Diskusi bertema “Swasensor dan Intimidasi Jurnalis, Ancaman Senyap terhadap Kebebasan Pers” menghadirkan sejumlah narasumber, termasuk Ketua AMSI Sulteng Muhammad Iqbal, Ketua PFI Palu Muhammad Rifki, Sekretaris Kominfosantik Pemprov Sulteng Wahyu Agus Pratama, serta Kompol Reky Pilperi Hengsmar Moniung.
Perwakilan PFI Palu, Rifaldy, mengungkap adanya laporan dugaan pelanggaran hak kekayaan intelektual berupa penggunaan foto karya wartawan untuk kepentingan komersial tanpa izin.
Kasus tersebut sempat diproses di Polda Sulteng, namun akhirnya dihentikan.

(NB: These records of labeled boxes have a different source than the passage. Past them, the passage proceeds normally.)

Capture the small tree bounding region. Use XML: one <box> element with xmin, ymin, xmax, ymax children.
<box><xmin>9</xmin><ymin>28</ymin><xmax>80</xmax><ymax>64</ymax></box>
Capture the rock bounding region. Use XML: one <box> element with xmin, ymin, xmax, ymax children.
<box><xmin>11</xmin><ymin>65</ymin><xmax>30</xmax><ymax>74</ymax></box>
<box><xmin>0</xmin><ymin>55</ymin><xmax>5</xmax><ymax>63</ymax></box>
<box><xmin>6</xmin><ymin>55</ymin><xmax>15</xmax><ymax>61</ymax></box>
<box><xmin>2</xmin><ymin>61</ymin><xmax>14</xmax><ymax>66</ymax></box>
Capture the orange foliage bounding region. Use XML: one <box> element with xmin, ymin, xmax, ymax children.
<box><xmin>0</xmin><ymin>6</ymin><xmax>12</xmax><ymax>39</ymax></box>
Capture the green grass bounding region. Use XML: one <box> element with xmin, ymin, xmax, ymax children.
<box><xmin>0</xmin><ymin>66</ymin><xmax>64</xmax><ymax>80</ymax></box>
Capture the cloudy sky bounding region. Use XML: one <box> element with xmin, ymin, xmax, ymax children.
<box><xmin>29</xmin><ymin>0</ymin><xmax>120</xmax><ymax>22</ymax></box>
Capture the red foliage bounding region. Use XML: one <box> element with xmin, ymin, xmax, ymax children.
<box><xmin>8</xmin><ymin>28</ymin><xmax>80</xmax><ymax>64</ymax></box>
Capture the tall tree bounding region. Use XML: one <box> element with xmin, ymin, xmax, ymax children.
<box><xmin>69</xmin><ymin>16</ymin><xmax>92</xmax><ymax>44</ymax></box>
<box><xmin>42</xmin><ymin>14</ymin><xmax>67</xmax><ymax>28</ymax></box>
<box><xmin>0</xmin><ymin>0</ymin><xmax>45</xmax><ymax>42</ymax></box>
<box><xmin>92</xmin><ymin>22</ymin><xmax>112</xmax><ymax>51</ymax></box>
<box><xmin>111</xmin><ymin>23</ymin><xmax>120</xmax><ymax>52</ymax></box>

“Padahal laporan dan bukti-bukti sudah jelas disampaikan ke penyidik. Tapi kasus pengambilan foto karya jurnalis akhirnya di-SP3,” ujarnya.
Selain itu, Muhajir dari Divisi Advokasi AJI Palu menyampaikan laporan dugaan intimidasi terhadap wartawan Media Alkhairat terkait pemberitaan tambang ilegal.